MPT-30B-Chat GGML
Property | Value |
---|---|
License | CC-By-NC-SA-4.0 |
Context Length | 8K tokens |
Architecture | Modified decoder-only transformer |
Papers | FlashAttention, ALiBi, QK LayerNorm |
What is MPT-30B-chat-GGML?
MPT-30B-Chat GGML is a quantized version of MosaicML's powerful chat model, specifically optimized for efficient CPU and GPU inference. This implementation provides various quantization options from 4-bit to 8-bit, allowing users to balance between performance and resource usage. The model maintains the base architecture's 8K token context window while incorporating advanced features like FlashAttention and ALiBi.
Implementation Details
The model is available in multiple quantization formats, ranging from 4-bit (q4_0, q4_1) to 8-bit (q8_0) versions.

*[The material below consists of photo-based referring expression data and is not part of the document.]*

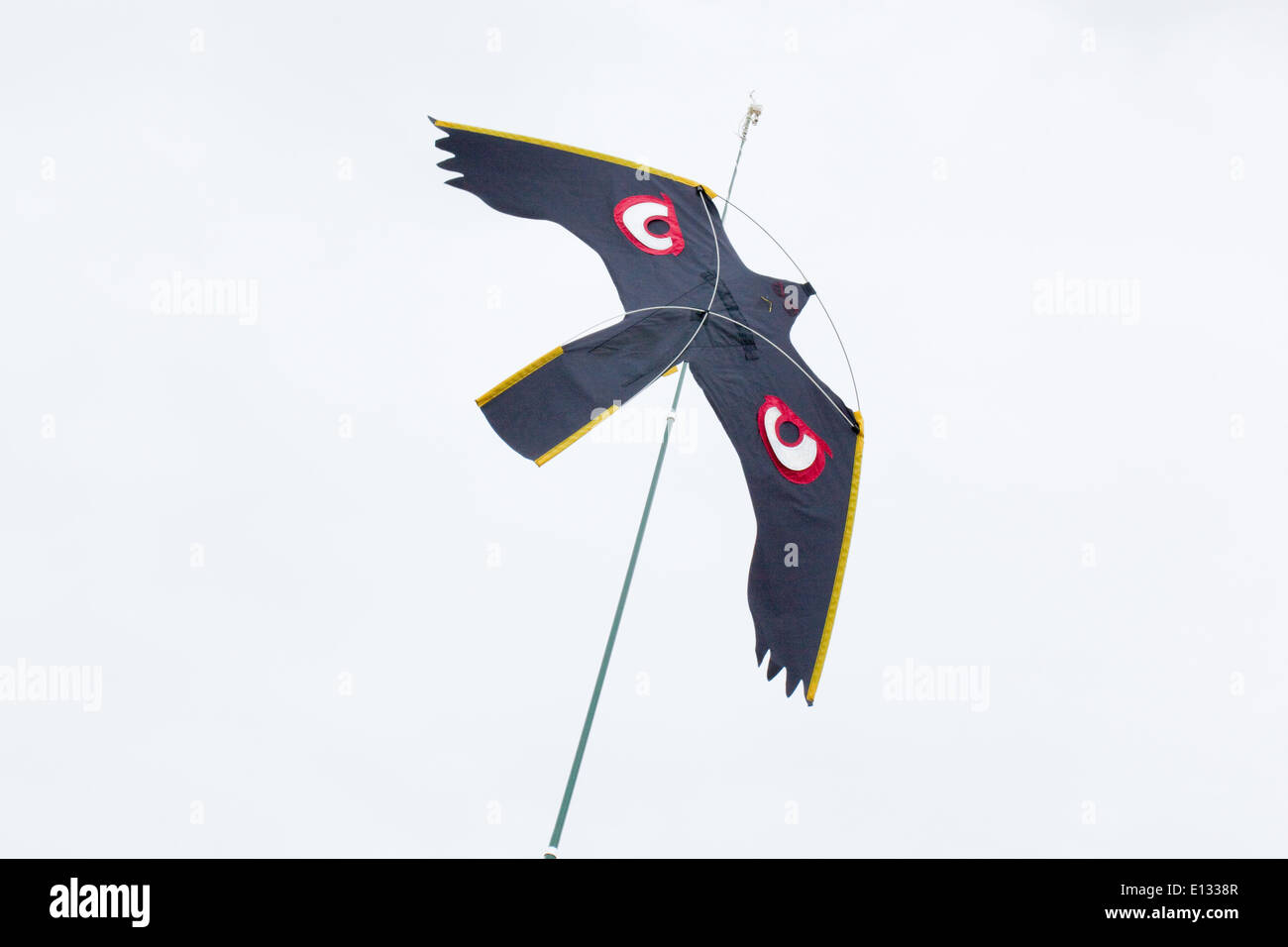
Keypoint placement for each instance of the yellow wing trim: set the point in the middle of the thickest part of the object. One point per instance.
(518, 376)
(840, 566)
(600, 157)
(576, 436)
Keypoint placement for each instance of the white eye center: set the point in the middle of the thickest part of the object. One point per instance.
(635, 219)
(799, 457)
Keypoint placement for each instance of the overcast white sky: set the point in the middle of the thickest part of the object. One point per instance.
(334, 613)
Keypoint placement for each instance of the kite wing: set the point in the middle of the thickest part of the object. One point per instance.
(800, 455)
(661, 240)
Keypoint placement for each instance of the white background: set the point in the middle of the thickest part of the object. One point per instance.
(1090, 506)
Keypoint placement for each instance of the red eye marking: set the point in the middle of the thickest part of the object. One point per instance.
(800, 462)
(634, 215)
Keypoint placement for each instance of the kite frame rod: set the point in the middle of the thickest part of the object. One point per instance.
(553, 849)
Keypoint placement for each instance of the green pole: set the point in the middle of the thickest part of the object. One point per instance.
(553, 849)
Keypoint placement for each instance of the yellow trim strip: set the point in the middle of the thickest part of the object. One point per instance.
(600, 157)
(572, 438)
(840, 566)
(518, 376)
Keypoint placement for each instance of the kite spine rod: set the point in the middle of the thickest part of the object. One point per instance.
(553, 849)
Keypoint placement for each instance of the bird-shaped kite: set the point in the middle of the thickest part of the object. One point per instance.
(687, 296)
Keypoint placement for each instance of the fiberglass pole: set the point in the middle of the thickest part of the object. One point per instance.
(752, 118)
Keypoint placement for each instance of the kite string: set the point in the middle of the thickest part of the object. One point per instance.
(822, 304)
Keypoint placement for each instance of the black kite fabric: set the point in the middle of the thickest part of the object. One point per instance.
(688, 298)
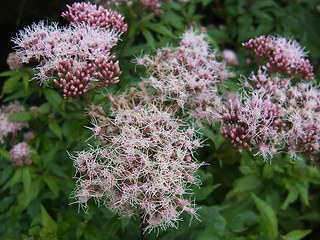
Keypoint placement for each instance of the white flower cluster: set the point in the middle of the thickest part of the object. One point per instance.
(144, 161)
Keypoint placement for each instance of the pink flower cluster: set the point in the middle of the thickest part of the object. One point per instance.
(187, 75)
(20, 154)
(13, 61)
(8, 127)
(144, 161)
(95, 16)
(272, 115)
(78, 57)
(149, 5)
(282, 55)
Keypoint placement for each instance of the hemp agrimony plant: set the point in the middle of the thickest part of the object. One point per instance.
(185, 130)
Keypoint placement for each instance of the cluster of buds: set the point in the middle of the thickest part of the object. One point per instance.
(144, 161)
(187, 75)
(148, 5)
(282, 55)
(273, 115)
(79, 55)
(95, 16)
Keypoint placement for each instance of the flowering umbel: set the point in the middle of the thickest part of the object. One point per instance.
(78, 56)
(144, 161)
(273, 114)
(187, 76)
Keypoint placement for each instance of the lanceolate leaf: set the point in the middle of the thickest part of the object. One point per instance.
(268, 222)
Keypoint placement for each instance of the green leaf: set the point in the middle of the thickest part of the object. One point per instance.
(175, 20)
(16, 95)
(10, 84)
(26, 80)
(54, 127)
(47, 222)
(21, 117)
(17, 177)
(54, 99)
(26, 179)
(268, 222)
(148, 36)
(50, 156)
(297, 234)
(292, 195)
(204, 192)
(157, 27)
(213, 219)
(51, 182)
(240, 221)
(247, 183)
(5, 153)
(6, 173)
(80, 229)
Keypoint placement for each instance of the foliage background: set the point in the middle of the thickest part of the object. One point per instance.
(241, 197)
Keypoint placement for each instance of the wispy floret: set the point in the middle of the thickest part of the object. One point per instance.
(282, 55)
(272, 115)
(78, 57)
(187, 75)
(144, 161)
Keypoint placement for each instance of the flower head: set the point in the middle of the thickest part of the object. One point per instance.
(95, 16)
(187, 75)
(143, 161)
(282, 55)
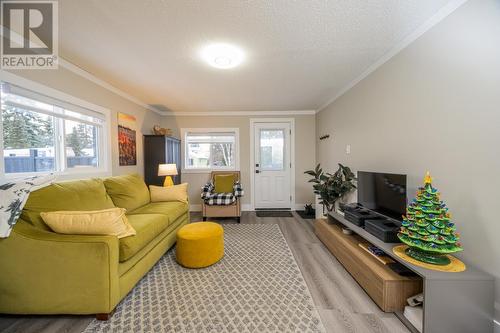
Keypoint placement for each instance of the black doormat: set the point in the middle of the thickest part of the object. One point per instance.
(302, 213)
(274, 213)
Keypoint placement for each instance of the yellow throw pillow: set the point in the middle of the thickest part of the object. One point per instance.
(97, 222)
(169, 193)
(224, 183)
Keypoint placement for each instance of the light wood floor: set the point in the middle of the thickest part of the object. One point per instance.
(341, 302)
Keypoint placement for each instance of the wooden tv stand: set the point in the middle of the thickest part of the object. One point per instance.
(387, 288)
(453, 302)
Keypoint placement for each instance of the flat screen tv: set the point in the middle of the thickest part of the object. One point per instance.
(384, 193)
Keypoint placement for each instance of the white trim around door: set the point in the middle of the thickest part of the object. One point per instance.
(254, 121)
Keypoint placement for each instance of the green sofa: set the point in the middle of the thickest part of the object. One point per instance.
(42, 272)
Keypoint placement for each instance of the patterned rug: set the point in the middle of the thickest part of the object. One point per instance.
(256, 287)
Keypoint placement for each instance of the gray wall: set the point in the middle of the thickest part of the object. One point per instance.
(304, 151)
(435, 106)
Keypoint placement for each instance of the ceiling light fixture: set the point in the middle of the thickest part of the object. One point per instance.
(223, 56)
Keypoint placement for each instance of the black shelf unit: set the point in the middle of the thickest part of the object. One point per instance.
(160, 149)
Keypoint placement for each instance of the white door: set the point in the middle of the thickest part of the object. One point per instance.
(272, 165)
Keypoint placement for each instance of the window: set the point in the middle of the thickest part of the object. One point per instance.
(210, 149)
(43, 134)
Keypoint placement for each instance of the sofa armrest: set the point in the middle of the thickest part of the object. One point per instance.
(48, 273)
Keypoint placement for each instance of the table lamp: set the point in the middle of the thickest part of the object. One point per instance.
(167, 170)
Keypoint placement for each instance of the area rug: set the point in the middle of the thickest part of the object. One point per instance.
(274, 213)
(256, 287)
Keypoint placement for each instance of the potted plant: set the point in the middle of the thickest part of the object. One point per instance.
(332, 187)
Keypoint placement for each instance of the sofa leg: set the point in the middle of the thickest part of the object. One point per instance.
(103, 316)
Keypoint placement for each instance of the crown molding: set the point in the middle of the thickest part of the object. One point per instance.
(240, 113)
(426, 26)
(94, 79)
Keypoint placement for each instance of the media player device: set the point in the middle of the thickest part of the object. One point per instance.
(358, 216)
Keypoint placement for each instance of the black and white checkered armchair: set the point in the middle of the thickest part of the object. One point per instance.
(222, 204)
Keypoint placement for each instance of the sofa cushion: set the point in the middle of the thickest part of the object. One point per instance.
(128, 191)
(110, 221)
(80, 195)
(147, 227)
(172, 209)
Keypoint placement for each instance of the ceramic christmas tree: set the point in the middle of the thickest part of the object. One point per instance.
(427, 228)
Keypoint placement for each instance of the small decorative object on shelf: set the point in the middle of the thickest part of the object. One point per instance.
(427, 228)
(157, 130)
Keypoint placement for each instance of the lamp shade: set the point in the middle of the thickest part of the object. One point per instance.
(167, 170)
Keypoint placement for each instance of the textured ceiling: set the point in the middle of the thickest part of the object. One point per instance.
(299, 53)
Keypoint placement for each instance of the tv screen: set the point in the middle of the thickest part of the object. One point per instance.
(384, 193)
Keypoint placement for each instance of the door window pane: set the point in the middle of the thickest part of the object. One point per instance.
(80, 144)
(272, 149)
(28, 140)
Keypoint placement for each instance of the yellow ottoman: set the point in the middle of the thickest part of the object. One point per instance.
(200, 244)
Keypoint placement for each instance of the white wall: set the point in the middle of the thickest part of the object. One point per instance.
(77, 86)
(304, 151)
(435, 106)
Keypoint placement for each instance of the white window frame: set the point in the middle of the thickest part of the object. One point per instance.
(186, 131)
(104, 147)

The file sizes vary from 16.85GB to 31.83GB, with corresponding RAM requirements between 19.35GB and 34.33GB. It's optimized for use with specific tools like KoboldCpp and the ctransformers Python library.

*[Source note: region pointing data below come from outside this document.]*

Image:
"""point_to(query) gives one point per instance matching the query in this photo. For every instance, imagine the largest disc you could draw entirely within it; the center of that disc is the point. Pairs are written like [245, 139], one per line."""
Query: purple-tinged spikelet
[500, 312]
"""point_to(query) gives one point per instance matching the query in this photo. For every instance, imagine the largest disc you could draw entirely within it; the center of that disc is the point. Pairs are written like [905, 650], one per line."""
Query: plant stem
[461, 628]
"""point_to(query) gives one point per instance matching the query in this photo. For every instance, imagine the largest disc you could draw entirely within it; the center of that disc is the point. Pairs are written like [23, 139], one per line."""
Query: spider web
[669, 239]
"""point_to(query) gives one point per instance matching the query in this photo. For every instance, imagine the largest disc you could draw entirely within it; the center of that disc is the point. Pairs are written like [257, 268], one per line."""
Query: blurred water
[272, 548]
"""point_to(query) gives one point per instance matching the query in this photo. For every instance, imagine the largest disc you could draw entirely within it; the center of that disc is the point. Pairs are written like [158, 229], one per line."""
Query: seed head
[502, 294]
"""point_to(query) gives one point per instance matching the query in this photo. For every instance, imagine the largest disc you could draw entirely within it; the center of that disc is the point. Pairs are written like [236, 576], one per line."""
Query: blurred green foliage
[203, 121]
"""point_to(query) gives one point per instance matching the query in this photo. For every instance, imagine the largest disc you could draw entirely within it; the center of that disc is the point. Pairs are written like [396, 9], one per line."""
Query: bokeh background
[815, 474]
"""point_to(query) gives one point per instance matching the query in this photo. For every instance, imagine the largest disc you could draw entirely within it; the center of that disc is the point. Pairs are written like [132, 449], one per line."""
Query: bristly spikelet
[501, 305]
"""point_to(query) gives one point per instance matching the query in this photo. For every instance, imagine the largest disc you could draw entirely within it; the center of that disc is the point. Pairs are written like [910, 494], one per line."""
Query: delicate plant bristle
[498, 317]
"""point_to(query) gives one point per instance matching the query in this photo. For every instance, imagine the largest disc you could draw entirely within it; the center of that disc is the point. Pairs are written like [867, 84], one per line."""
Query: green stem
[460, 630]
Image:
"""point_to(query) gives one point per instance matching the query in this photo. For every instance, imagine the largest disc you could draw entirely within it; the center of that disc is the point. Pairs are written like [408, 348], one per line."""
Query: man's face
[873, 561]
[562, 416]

- Supports GPU acceleration through OpenCL in KoboldCpp
- Implements advanced attention mechanisms including FlashAttention
- Features 8K token context length with ALiBi position encoding
- Multiple quantization options for different performance/quality tradeoffs
Core Capabilities
- Multi-turn conversation handling
- Instruction following and chat interactions
- Support for various inference engines
- Flexible deployment options for different hardware configurations
- Enhanced performance through optimized attention mechanisms
Frequently Asked Questions
Q: What makes this model unique?
This model stands out for its efficient GGML implementation of the powerful MPT-30B architecture, offering various quantization options while maintaining the 8K context window and incorporating advanced features like FlashAttention and ALiBi.
Q: What are the recommended use cases?
The model is ideal for applications requiring sophisticated chat interactions and instruction following, particularly when deployment needs to balance between performance and resource usage. It's especially suitable for systems using KoboldCpp or ctransformers for inference.